睡梦中婉莹突然被一阵剧痛弄醒了过来,她呻吟了一声,捂住肚子翻转了一个身,发觉旁边是空的。许嘉凯还没回来,不知道他现在在做什么?她痛苦地从床上坐起,伸手拧了旁边的台灯,在床头柜里翻了好一会儿,也没翻到她要找的药。
这回是怎么搞的,居然痛得比每一次都要厉害,偏偏又找不到止痛药。唉!算了,再这样翻下去,也不会有所收获。重新费力地躺回床上,拉紧了被子,把自己裹得严严实实。尽管这样,还是忍不住浑身的冷意和肚子的疼痛。她在祈祷嗑睡虫快点到来,让她快快地入睡,睡着了就不会再疼了。她忘了刚刚就是被剧痛弄醒的。
“你怎么了?”突然地,许嘉凯出现在了房门口,发现床上的人不对劲,赶紧来到她身边。“你好像很冷。”
他回来了,他刚刚回来的吗?这一个晚上,他又是不打招呼地出去了。当然,他一定认为他的行踪不必告诉任何人,更不希望她干涉他的生活。
她轻轻点了点头,强忍住疼痛,不想让他发现自己的不对劲。这只是作为女人所要忍受的痛苦,过了今晚就会没事的。
他仔细地端详她,脸色白的吓人和那紧皱成结的双眉足以说明她正忍受着痛苦。还有她抖个不停,一直发颤的身子,更让他怀疑她的状况。
“你哪儿不舒服?”
“我没事,一会儿就会好的。”说完,她忍不住地更皱紧了双眉,双手紧紧地捂住肚子。
她拒绝帮助的样子,不禁让他轻轻动起了气。
刚才在书房忙着公事的时候,突然听到房间里的声音。他回来时,发现她已经睡着了,不知突然醒来是为何事,所以他从书房里出来,可看到的却是她一副冰冷面孔。
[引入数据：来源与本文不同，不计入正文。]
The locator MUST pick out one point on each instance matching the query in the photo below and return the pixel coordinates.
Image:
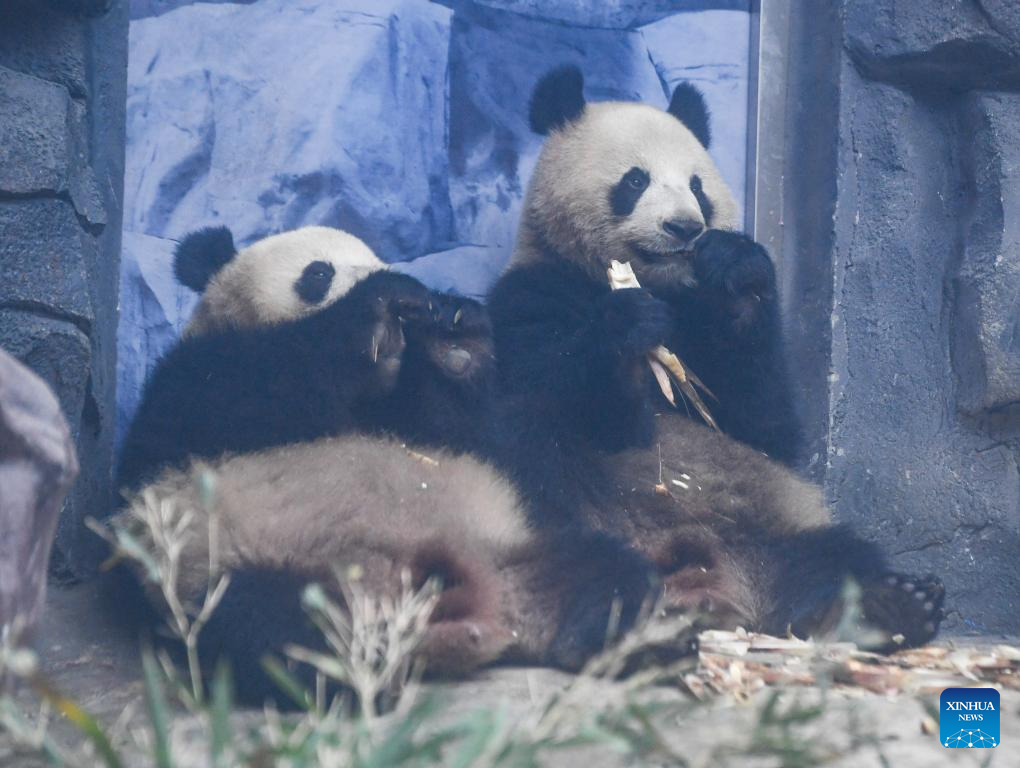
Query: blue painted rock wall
(401, 120)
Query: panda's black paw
(373, 314)
(907, 609)
(456, 316)
(738, 270)
(633, 321)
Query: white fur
(568, 204)
(257, 286)
(339, 502)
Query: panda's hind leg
(911, 609)
(809, 578)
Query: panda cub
(284, 414)
(276, 278)
(593, 442)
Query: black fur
(595, 575)
(580, 408)
(314, 282)
(687, 105)
(625, 194)
(259, 614)
(245, 390)
(708, 210)
(200, 255)
(557, 100)
(562, 336)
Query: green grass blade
(155, 701)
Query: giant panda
(592, 442)
(275, 278)
(286, 414)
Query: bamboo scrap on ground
(741, 663)
(666, 366)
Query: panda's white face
(626, 182)
(282, 277)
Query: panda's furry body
(285, 414)
(594, 444)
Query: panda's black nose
(684, 231)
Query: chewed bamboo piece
(666, 366)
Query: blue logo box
(969, 718)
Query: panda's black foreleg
(729, 331)
(809, 581)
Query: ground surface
(95, 661)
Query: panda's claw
(904, 605)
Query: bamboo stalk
(666, 366)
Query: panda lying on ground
(593, 444)
(284, 412)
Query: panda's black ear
(687, 105)
(200, 255)
(557, 100)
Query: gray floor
(90, 659)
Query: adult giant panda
(282, 413)
(595, 445)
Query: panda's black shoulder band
(687, 105)
(557, 99)
(200, 255)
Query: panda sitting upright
(309, 477)
(592, 442)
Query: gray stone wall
(62, 75)
(904, 244)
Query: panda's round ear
(200, 255)
(687, 105)
(557, 99)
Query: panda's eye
(625, 193)
(314, 282)
(708, 210)
(636, 178)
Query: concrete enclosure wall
(62, 81)
(902, 242)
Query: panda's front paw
(372, 316)
(738, 271)
(458, 337)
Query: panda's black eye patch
(314, 282)
(708, 210)
(625, 194)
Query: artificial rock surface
(62, 75)
(403, 121)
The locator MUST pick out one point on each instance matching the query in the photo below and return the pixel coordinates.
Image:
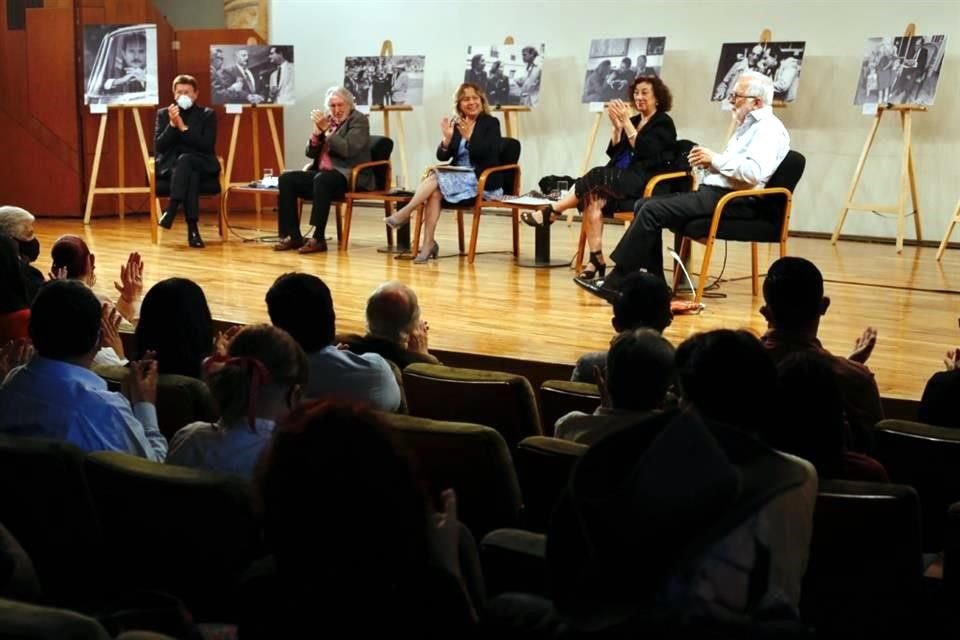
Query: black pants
(185, 178)
(612, 183)
(641, 246)
(323, 187)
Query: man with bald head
(395, 329)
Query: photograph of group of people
(780, 61)
(384, 80)
(251, 74)
(508, 74)
(613, 63)
(900, 70)
(120, 64)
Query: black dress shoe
(193, 237)
(598, 287)
(166, 220)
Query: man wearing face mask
(185, 139)
(18, 224)
(752, 155)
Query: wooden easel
(765, 36)
(255, 132)
(946, 237)
(386, 49)
(513, 128)
(908, 181)
(120, 191)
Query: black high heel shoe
(546, 217)
(599, 269)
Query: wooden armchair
(161, 189)
(509, 157)
(747, 215)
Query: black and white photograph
(120, 64)
(509, 74)
(898, 70)
(614, 63)
(781, 61)
(252, 74)
(384, 80)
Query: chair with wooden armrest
(509, 157)
(160, 188)
(747, 215)
(380, 149)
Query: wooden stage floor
(494, 307)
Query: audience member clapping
(356, 542)
(56, 395)
(301, 305)
(644, 302)
(395, 328)
(259, 380)
(639, 372)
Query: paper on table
(527, 200)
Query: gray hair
(758, 86)
(16, 222)
(342, 93)
(392, 311)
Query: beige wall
(823, 122)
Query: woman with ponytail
(255, 383)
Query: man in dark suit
(184, 141)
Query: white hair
(16, 222)
(758, 86)
(342, 93)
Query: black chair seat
(209, 186)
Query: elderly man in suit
(240, 85)
(281, 78)
(185, 141)
(339, 141)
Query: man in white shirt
(754, 152)
(55, 395)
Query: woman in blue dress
(470, 139)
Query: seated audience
(301, 305)
(257, 382)
(637, 148)
(14, 302)
(55, 395)
(354, 538)
(639, 371)
(395, 329)
(729, 380)
(176, 325)
(936, 405)
(18, 224)
(340, 140)
(644, 302)
(469, 139)
(813, 424)
(793, 305)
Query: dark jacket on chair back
(199, 138)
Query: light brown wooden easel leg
(121, 161)
(277, 149)
(97, 155)
(946, 236)
(848, 201)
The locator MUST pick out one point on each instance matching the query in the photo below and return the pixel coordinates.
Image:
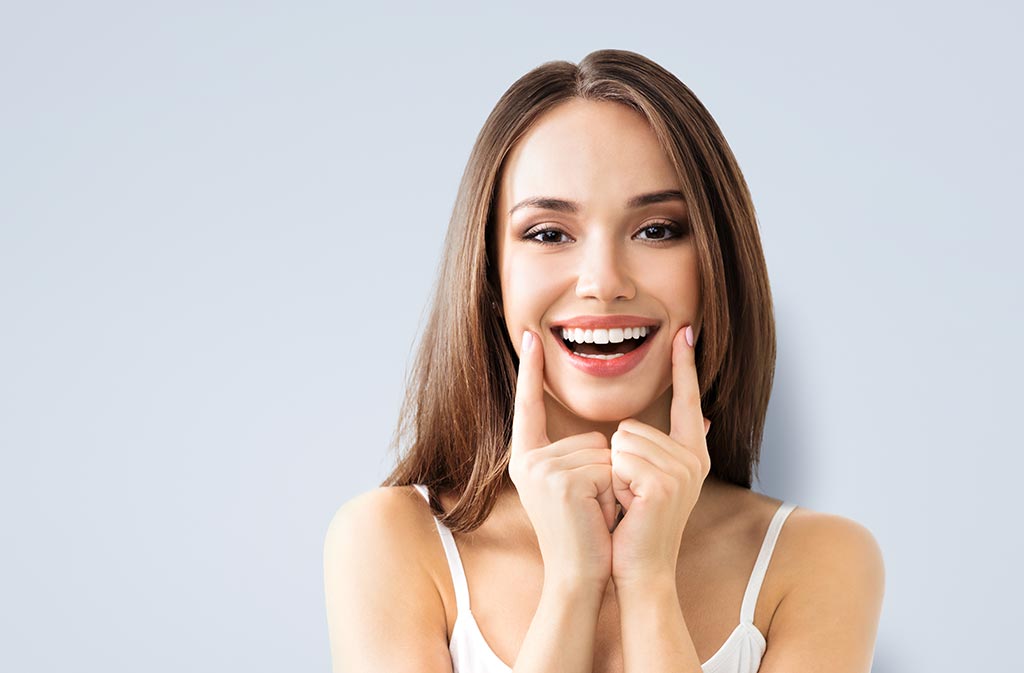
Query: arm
(384, 611)
(828, 619)
(383, 608)
(655, 637)
(560, 639)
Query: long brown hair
(456, 420)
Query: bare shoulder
(383, 607)
(817, 545)
(833, 583)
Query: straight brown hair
(456, 422)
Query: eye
(545, 237)
(662, 232)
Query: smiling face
(585, 245)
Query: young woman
(585, 414)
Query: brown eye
(662, 232)
(545, 237)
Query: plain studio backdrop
(220, 222)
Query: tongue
(605, 348)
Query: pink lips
(617, 366)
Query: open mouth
(603, 344)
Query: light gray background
(220, 222)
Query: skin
(594, 599)
(637, 438)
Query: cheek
(528, 290)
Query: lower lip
(614, 367)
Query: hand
(657, 477)
(565, 487)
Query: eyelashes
(670, 232)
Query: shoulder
(381, 596)
(833, 579)
(379, 512)
(386, 530)
(820, 545)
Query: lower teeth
(599, 355)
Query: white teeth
(614, 335)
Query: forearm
(560, 638)
(655, 638)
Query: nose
(603, 271)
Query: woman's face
(582, 251)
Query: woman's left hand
(656, 477)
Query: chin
(603, 408)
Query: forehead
(597, 153)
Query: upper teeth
(614, 335)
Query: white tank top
(740, 653)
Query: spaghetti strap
(761, 565)
(454, 559)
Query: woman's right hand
(565, 487)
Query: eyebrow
(564, 206)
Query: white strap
(761, 565)
(455, 561)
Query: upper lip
(604, 322)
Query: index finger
(529, 423)
(687, 422)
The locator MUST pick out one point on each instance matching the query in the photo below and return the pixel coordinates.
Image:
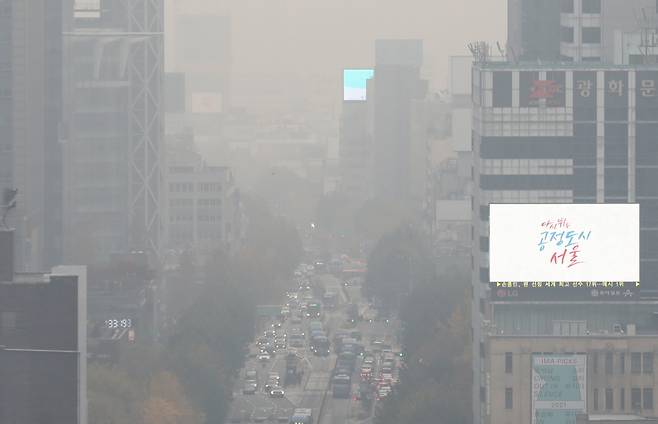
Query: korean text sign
(564, 242)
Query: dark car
(249, 388)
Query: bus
(342, 386)
(302, 416)
(330, 300)
(314, 310)
(320, 346)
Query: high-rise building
(355, 140)
(43, 345)
(533, 29)
(203, 209)
(114, 122)
(400, 136)
(577, 133)
(31, 64)
(609, 31)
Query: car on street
(274, 376)
(249, 388)
(270, 385)
(277, 392)
(251, 375)
(260, 415)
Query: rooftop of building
(618, 417)
(549, 66)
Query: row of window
(526, 166)
(178, 203)
(200, 187)
(587, 6)
(200, 218)
(641, 398)
(588, 35)
(526, 196)
(641, 362)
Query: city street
(314, 391)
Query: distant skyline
(306, 44)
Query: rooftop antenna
(500, 50)
(8, 203)
(480, 51)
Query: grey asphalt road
(315, 387)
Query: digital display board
(354, 83)
(559, 388)
(547, 291)
(561, 243)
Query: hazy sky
(278, 42)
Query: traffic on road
(327, 357)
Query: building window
(647, 363)
(647, 398)
(8, 320)
(591, 6)
(636, 363)
(567, 35)
(591, 35)
(636, 399)
(567, 6)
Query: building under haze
(114, 129)
(576, 133)
(43, 344)
(31, 64)
(355, 138)
(610, 31)
(401, 121)
(203, 210)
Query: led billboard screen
(354, 83)
(559, 388)
(560, 243)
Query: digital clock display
(119, 323)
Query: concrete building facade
(31, 65)
(608, 31)
(114, 124)
(619, 380)
(400, 140)
(203, 209)
(560, 134)
(43, 346)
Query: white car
(277, 392)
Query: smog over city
(328, 212)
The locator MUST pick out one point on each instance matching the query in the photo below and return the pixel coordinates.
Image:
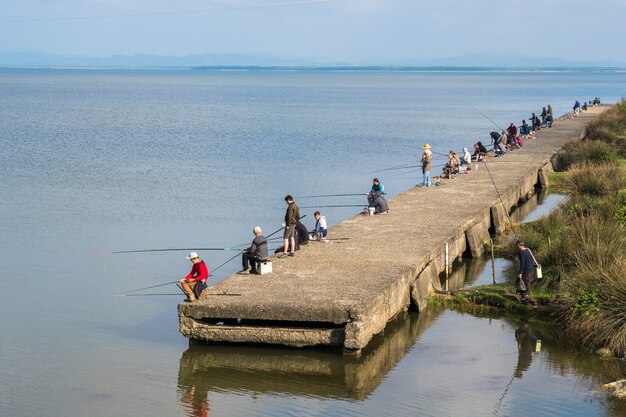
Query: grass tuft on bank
(582, 244)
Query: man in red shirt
(199, 274)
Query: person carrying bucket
(427, 164)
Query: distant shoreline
(381, 69)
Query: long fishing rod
(125, 294)
(335, 206)
(499, 197)
(157, 294)
(161, 250)
(328, 195)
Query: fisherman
(376, 187)
(536, 124)
(526, 270)
(452, 167)
(480, 152)
(292, 216)
(427, 164)
(321, 229)
(577, 108)
(496, 141)
(467, 159)
(195, 281)
(256, 253)
(379, 203)
(524, 129)
(512, 130)
(302, 235)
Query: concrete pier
(344, 293)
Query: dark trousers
(527, 277)
(249, 260)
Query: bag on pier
(198, 288)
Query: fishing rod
(161, 250)
(500, 197)
(335, 206)
(156, 294)
(486, 117)
(328, 195)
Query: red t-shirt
(199, 272)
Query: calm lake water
(114, 160)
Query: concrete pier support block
(421, 289)
(542, 175)
(478, 234)
(498, 218)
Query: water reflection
(539, 204)
(499, 365)
(301, 372)
(476, 271)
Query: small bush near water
(585, 261)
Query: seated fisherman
(376, 187)
(255, 253)
(497, 140)
(195, 281)
(524, 128)
(321, 229)
(452, 167)
(378, 202)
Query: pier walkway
(343, 293)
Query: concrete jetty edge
(345, 292)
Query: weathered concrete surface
(327, 374)
(388, 261)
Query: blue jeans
(426, 178)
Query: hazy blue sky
(341, 30)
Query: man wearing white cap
(199, 274)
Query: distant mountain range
(42, 60)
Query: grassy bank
(582, 244)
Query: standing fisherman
(427, 164)
(255, 253)
(292, 216)
(526, 269)
(197, 277)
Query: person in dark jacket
(302, 235)
(480, 152)
(526, 269)
(255, 253)
(536, 123)
(379, 203)
(292, 216)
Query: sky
(330, 31)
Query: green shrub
(595, 180)
(590, 152)
(595, 298)
(620, 213)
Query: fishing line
(486, 117)
(499, 197)
(170, 13)
(161, 250)
(336, 206)
(328, 195)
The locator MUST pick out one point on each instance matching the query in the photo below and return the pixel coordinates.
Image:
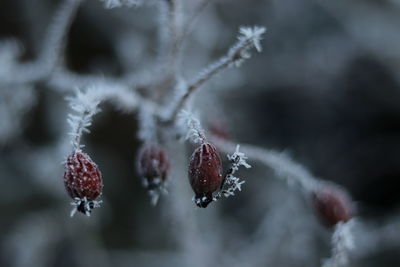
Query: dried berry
(153, 165)
(83, 182)
(205, 173)
(332, 205)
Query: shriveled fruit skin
(332, 205)
(82, 177)
(205, 173)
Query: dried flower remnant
(332, 205)
(83, 182)
(205, 173)
(153, 166)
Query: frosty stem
(248, 38)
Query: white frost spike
(194, 131)
(254, 34)
(85, 104)
(239, 159)
(233, 183)
(119, 3)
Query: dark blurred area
(325, 90)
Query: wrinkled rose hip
(152, 165)
(205, 173)
(332, 205)
(83, 181)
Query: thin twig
(248, 38)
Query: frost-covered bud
(83, 182)
(332, 205)
(205, 173)
(152, 165)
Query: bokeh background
(325, 90)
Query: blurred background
(325, 90)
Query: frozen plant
(156, 94)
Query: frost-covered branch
(342, 244)
(285, 167)
(195, 132)
(249, 37)
(147, 125)
(85, 104)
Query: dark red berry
(152, 165)
(332, 205)
(205, 173)
(83, 181)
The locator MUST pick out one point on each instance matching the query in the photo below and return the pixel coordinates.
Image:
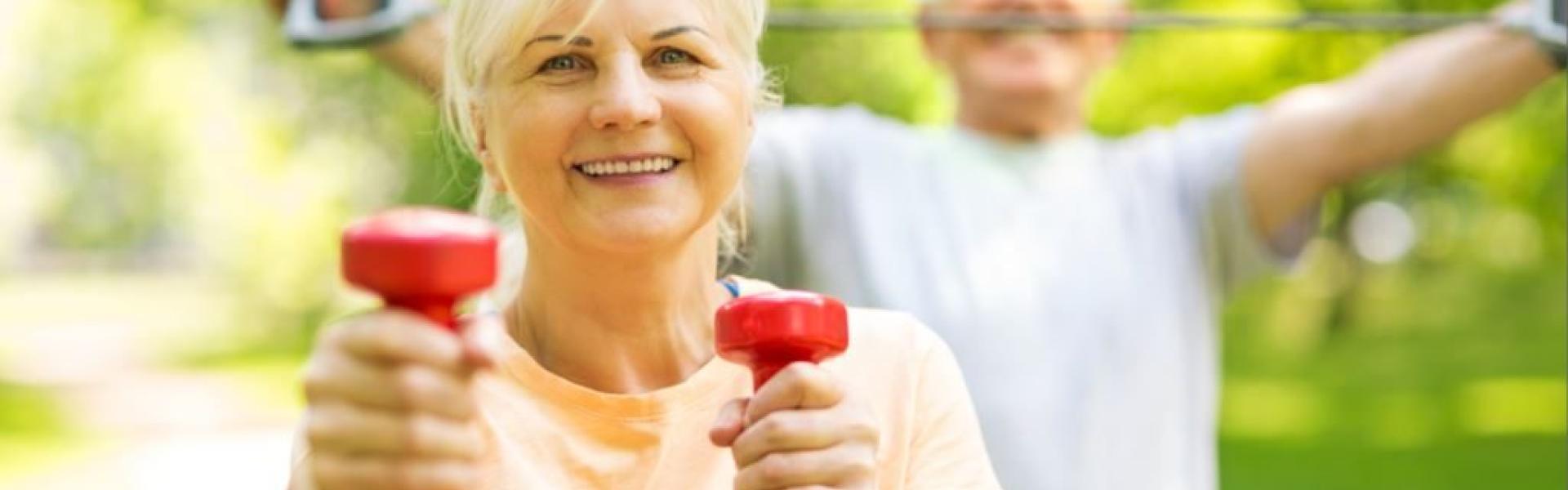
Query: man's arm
(417, 52)
(1414, 96)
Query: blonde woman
(618, 129)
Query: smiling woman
(618, 129)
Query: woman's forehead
(626, 18)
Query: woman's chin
(639, 233)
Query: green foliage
(190, 126)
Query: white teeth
(608, 168)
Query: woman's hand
(800, 430)
(391, 406)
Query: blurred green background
(173, 180)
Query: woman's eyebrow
(678, 30)
(557, 38)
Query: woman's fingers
(349, 429)
(794, 430)
(840, 467)
(799, 385)
(388, 387)
(728, 425)
(399, 336)
(333, 471)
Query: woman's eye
(675, 57)
(560, 63)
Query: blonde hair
(485, 32)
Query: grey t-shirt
(1078, 280)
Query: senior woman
(618, 129)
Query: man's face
(1017, 69)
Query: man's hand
(800, 430)
(1414, 96)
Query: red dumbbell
(767, 332)
(421, 258)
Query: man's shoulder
(831, 122)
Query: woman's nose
(626, 101)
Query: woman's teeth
(626, 167)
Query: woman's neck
(618, 324)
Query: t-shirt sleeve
(794, 181)
(947, 449)
(1201, 161)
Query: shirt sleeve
(792, 181)
(947, 449)
(1201, 161)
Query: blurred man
(1078, 277)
还说没事,明明一副难受的样子还硬是逞强,不知她是怎么想的,居然让自己的身子受罪。不行!他不能让她受委屈,哪怕是一点点的疼痛。
他不再询问,一把扯下被子,伸出双臂抱住了她。
婉莹吃惊不小。“你要干什么?”
“送你到医院。”
“不用去医院。”
听到她的话,嘉凯的脸立刻沉了下来,死死地瞪住她,原本就动怒的脸孔此刻更写满了怒气。
“为什么不去?”
“我没病,只是肚子疼。”她跟他解释。
“疼成这样还说没事?”他不再管她的拒绝,抱起她要走。
“嘉凯。”她叫住了他,“我真的没病,只是……”她不知如何开口,虽然她跟他已有了夫妻之实,但她还是羞于启齿。
“只是什么?”他听她的下文。
“只是月经痛,呆一会儿就会好的。”如果不告诉他,他一定会把她拉到医院。
“真的吗?”他听了有些不信,但还是放下了她。女人都要忍受这样的折磨吗?尽管他女朋友很多,但他并不真正了解女人,何况他对女人又是向来的粗枝大叶。
婉莹点点头。“我每次都会疼,只不过这次疼得厉害。”
“什么时候才能不疼。”他关心地问。
“明天就会好的。”
“明天?”那怎么行?还有大半个夜,她怎能忍受的了?看到她刚才的样子,他已经心慌意乱,他怎忍心让她受一宿的痛苦折磨。“没有什么办法吗?”
“以前都吃药,可是这回却忘记买了。”
“你忍着点,我去给你买药,马上就回来。”说完,许嘉凯没等她再说什么,急匆匆地奔了出去。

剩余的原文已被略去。